Cualquiera hubiera pensado que un pueblo dicho en poema épico, referido elogiosamente por el enemigo, exaltado hasta la colección de clásicos españoles, sería un pueblo de mejor fortuna en su divulgación, bien querido por las generaciones que venían y asunto de cariño permanente dentro de la lengua. No hay tal; la intención generosa sirvió en su tiempo de reivindicación -si es que de eso sirvió-, pero la obra se murió en cincuenta años de la mala muerte literaria que es la del mortal aburrimiento, la de disgustar por el tono falso, que estos tiempos sinceros no perdonan, y de enfadar por el calco homérico ingenuo de toda ingenuidad.

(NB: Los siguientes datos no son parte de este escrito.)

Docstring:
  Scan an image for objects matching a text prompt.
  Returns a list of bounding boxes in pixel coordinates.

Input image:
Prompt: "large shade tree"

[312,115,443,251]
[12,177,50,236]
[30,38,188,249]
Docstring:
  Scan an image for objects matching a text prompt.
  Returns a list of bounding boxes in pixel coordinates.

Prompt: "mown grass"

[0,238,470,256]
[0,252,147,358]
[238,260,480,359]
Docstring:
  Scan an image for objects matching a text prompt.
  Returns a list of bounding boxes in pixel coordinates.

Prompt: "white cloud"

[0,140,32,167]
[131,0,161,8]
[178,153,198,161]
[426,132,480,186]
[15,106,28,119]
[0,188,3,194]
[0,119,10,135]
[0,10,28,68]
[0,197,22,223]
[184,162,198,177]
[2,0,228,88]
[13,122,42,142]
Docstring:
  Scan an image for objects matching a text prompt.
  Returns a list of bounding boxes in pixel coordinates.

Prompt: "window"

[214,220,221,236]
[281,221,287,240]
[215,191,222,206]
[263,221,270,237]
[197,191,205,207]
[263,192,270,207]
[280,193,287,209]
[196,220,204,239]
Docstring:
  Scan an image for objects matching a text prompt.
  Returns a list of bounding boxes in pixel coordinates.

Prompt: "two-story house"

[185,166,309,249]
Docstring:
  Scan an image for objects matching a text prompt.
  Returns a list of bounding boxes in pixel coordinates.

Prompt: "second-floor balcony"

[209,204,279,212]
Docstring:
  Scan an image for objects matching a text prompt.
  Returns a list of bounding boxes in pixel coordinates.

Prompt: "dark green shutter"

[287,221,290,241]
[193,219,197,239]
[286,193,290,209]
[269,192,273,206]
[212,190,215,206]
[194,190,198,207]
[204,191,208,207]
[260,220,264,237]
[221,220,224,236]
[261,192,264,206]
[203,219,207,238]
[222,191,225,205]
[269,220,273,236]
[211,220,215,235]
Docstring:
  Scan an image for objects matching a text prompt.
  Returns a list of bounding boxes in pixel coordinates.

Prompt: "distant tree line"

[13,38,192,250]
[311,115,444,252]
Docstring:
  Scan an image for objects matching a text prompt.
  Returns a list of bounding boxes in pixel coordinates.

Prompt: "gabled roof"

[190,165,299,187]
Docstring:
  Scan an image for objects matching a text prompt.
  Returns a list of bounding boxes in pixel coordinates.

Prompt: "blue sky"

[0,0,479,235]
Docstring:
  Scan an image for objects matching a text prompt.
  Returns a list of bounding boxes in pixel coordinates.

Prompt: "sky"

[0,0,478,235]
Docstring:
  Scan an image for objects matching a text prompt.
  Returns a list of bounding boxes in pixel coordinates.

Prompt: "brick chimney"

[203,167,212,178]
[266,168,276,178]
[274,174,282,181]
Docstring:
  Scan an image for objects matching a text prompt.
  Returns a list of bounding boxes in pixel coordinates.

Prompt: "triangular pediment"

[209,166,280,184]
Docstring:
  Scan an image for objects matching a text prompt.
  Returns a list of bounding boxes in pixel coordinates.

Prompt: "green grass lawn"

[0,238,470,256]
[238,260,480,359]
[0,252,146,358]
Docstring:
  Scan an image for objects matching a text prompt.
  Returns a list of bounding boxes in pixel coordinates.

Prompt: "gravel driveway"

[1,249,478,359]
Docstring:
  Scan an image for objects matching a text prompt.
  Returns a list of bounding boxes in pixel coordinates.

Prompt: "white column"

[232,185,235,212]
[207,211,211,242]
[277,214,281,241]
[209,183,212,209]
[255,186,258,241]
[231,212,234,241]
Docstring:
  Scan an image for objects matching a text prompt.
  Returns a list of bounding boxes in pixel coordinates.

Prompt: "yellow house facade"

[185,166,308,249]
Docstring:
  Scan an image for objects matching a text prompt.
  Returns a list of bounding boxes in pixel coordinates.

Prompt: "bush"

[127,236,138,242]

Lástima grande por el cantor, que fue soldado noble, pieza de carne dentro de la máquina infernal de la conquista, y más lástima aún por la raza que pudo vivir, hasta sin carne alguna, metida en el cuerpo de una buena epopeya, que no le quedaba ancha, sino a su medida.

El bueno de Ercilla trabajó con sudores en esa loa nutrida de trescientas páginas, compuestas en las piedras de talla de las octavas reales. Cumplió con todos los requisitos aprendidos en su colegio para la manipulación de la epopeya; masticó Ilíadas y Odiseas para reforzarse el aliento e hizo, jadeando el transporte de la epopeya clásica hasta la Araucanía del grado cuarenta de latitud sur. Tan fiel quiso ser a sus modelos, según se lo encargaron sus profesores de retórica; tan presente tuvo sus Aquiles y sus Ajax, mientras iba escribiendo; tan convencido estaba, el pobre, de que la regla para el canto es una sola, según la catolicidad literaria, que se puso a cantar y contar lo mismo que Homero cantó a sus aqueos, a los indios salvajes que cayeron en sus manos.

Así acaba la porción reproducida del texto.